2004/3/6 日の出の森・シンポジウム 発言記録
  
ごみも処分場もない未来をめざして
    ―日の出の森から世界へ―

拡大生産者責任こそがごみゼロへの道 
   瀬戸昌之
(東京農工大教授/日の出の森・支える会代表)

●ごみゼロ社会の可能性
「拡大生産者責任」ということばを今日いらしている皆さんはご存知でしょうか。私の今日のポイントはこれだけなんです。そしてそれを中心に、今日のシンポジウムの表題である、「ゴミも処分場もない未来」の可能性を検証したいと思います。
 我々は確かにごみを毎日出しています。まず、新聞紙や古雑誌などの紙ゴミですね。それから食べ残しや料理くずなどの生ゴミです。そしてもう一つはペットボトルやいろいろな容器です。これがだいだいそれぞれ3分の1ずつです。この紙ゴミ、生ゴミ、容器ごみの問題を解決したら、一般廃棄物の問題は消えます。消すことができるか、それをちょっと考えてみたいんです。
 一年間に日本で使われる3100万トンの紙は、そのうち6割がすでに再生されています。1700万トンから1800万トンが再生されているんです。今行政は1トンの紙を燃やして埋めるのに5万円の税金をかけていますから、5万円×1800万で9000億円。1兆円近い税金が、紙再生業者の血の出るような努力で、燃やして埋めずに資源として戻ってきています。
 次に生ゴミですが、生ゴミは全国で水びちゃの2000万トンが出ていますが、これもやはりトンあたり5万円かけて燃やしております。一方で、各家庭で出る生ごみを堆肥化するという運動が、個人的にも、また一部の自治体では組織的にも始まっています。まだ不十分とはいえ、生ゴミを堆肥化して農地に還元するという循環の輪が作られ始めています。
 それから3つ目の容器です。ペットボトルが中心ですが、これがかさ張って、その上、処理にはひじょうにお金がかかる。

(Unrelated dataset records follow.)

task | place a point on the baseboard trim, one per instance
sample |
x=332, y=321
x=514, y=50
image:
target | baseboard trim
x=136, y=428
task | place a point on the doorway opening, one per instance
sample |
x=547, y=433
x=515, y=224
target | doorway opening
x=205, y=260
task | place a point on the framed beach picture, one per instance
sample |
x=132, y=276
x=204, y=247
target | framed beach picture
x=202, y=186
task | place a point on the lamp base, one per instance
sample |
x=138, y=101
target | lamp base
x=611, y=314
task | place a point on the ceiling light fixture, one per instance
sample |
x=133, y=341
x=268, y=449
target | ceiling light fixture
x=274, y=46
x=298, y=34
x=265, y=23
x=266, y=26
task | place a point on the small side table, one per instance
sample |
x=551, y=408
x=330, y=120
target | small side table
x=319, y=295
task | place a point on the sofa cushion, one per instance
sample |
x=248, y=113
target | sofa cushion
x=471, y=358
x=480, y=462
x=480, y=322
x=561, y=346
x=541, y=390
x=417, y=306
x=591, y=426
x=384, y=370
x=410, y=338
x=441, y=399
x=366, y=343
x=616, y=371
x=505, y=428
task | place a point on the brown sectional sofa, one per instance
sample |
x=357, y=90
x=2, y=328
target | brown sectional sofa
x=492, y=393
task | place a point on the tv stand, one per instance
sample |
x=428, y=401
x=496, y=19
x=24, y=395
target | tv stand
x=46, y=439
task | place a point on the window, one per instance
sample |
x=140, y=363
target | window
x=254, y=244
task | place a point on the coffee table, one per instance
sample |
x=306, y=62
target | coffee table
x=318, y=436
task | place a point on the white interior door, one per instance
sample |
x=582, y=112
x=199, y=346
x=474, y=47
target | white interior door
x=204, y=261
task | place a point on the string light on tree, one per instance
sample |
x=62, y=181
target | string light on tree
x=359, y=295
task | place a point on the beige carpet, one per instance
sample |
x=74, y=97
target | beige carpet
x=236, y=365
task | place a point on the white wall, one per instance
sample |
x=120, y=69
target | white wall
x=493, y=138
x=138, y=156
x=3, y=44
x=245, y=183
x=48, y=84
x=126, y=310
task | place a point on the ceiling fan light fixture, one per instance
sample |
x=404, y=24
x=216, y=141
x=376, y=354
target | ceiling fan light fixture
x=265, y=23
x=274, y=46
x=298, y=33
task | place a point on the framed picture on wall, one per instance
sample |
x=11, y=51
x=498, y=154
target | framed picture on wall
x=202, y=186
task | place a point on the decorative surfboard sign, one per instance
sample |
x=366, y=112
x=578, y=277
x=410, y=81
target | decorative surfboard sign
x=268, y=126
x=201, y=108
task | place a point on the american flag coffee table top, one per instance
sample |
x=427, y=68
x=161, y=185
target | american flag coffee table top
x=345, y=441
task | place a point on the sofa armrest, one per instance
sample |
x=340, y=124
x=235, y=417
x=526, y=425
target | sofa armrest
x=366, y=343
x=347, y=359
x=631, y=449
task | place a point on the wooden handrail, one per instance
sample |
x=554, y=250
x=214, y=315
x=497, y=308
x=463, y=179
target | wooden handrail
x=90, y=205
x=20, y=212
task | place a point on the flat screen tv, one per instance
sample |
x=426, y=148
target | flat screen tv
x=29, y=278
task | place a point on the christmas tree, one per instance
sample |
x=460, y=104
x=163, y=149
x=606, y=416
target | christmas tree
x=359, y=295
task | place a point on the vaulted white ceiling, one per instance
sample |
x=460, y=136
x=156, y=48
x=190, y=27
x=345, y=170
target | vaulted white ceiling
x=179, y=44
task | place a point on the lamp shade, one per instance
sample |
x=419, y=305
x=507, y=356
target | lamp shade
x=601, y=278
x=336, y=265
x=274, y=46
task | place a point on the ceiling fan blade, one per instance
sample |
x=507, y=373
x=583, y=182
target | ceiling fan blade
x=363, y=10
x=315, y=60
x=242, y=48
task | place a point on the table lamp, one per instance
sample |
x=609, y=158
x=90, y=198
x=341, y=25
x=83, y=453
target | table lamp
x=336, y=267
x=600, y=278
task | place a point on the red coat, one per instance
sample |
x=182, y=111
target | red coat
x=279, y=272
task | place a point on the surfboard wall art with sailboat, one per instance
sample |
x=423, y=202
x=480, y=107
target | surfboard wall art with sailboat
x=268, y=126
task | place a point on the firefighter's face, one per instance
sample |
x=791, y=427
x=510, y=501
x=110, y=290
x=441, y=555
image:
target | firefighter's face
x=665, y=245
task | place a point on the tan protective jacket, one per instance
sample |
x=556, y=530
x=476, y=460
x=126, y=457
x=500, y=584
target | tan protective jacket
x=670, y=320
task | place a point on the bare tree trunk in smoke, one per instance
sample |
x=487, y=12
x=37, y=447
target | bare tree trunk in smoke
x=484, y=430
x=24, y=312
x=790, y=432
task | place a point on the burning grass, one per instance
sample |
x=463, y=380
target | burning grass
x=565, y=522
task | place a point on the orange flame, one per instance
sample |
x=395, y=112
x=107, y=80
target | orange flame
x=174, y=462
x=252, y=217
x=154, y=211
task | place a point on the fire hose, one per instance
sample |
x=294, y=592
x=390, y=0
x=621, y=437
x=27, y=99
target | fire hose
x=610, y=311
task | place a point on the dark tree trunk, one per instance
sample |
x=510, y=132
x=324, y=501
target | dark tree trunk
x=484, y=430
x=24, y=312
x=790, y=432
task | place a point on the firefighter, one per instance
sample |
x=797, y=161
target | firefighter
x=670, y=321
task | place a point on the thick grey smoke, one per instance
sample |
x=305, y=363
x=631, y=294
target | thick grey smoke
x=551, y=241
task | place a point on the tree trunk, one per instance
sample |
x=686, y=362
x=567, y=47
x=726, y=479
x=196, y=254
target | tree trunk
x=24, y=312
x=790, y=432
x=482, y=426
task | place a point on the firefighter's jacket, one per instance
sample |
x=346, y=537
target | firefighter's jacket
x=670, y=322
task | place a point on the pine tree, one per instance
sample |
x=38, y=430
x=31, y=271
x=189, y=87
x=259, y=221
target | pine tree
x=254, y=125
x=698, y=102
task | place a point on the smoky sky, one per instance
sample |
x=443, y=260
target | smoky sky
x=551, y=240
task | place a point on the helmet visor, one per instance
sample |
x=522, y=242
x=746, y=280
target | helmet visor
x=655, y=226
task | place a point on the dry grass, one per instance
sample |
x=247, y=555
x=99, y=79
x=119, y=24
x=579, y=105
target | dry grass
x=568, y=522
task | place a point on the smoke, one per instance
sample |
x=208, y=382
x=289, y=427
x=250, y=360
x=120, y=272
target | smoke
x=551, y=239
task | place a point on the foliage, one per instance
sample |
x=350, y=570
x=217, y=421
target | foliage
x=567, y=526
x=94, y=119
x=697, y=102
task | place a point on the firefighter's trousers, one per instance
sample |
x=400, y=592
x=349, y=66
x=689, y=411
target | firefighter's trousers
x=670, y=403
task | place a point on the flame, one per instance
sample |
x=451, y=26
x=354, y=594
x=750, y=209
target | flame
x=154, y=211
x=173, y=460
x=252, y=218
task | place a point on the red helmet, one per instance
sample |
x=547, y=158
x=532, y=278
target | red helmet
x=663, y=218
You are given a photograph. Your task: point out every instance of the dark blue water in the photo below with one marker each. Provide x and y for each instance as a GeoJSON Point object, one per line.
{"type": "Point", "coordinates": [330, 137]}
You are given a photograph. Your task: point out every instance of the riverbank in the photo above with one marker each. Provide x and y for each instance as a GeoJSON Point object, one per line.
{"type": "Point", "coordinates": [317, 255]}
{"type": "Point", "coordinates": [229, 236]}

多くの人はペットボトルを1本120円で買いますが、あれがからっぽになって捨てられたあとの処理に、1本50円から70円が投入されています。
 これらの問題を解決できればゴミゼロは基本的に具体化するはずです。家電製品のごみも出るが、一日あたりにすれば生ごみや紙ごみや容器ごみの数10分の1しかありません。
 
●ねじまげられた「拡大生産者責任(EPR)」

 そこで、今日の拡大生産者責任についてです。日本も加盟しているOECD(経済開発協力機構)は、すでに2001年にゴミ問題に対して「拡大生産者責任」という明確な宣言をしました。メーカーはものをつくって売る以上はその製品に責任をもちなさいというのが「生産者責任」ですが、製品のみならず、それがやがて廃棄されるなら、廃棄の処分まで責任を拡大しなさい、というのが、「拡大生産者責任」です。
 たとえばペットボトル飲料なら処理費用50〜70円を価格に上乗せし、使用後の容器を持っていけば50円返ってくる。そうすれば不法投棄などいっぺんになくなる。紙1トンを売る時に回収と再生のための費用1万円上乗せすれば、燃やして埋める人はなくなるし、その必要もなくなります。家電製品もメーカーに回収と再利用を義務づければ、処理に困るようなものは作らなくなるし、鉄やアルミやプラスチックに分けやすい製品を造るようになり、限りなく一〇〇%に近く資源化され、埋める必要はなくなるわけです。
 日本では昨年廃棄物対策ニ法が成立しました。その副題が「拡大生産者責任は見送る」。笑っちゃいます。しかも、産業廃棄物を一般廃棄物と一緒に燃やしていいというように改悪されてしまいました。循環型の道すじが既に示されているにもかかわらず普及していかないのは「拡大生産者責任」を日本の政財界がねじまげているからなんです。日本はすでにOECDの加盟国で、拡大生産者責任をやります、と世界に宣言しているのですから、そのもたらす大きな意味をみなさんが理解して、そういう方向でゴミ行政を見ていただきたいと思います。

●こんなエコセメントを誰が買う?

 最後に、エコセメントの問題を簡単にいいますと、エコセメントとは焼却灰に石灰入れ燃やして作ったセメントです。ただし焼却灰の中にはいろんな重金属とか塩分とかろくでもないものが入っていますから、相当悪い品質のセメントになります。しかも現在、1年間のセメントの需要は6000万トンを切っていて、あちこちのセメント工場が閉鎖されている。作ったって売れないんです。そしてさらに大きな問題は、価格です。市販のまともなソフトランドセメントというのは1トンつくるのに2800円ですがエコセメントは最低3万円です。こんな品質が悪くて市販のセメントの10倍以上もするものを誰が買います?だから無理やり買わせて道路や端を作らせて国や自治体の仕事に何%エコセメント使わなきゃもう仕事やらないよ、そういう構造が作られることになる。結局われわれの税金がその差額にまた使われるわけです。
 時間がきました。エコセメントは高くて品質が悪い、ということを覚えておいてください。そして、最初の「拡大生産者責任」、OECDの加盟国である日本はこれを具体的に実施しなければいけない、そういうことを国際的に宣言した国ですから、そういう目で、これからのごみ行政を見ていきたいと思います。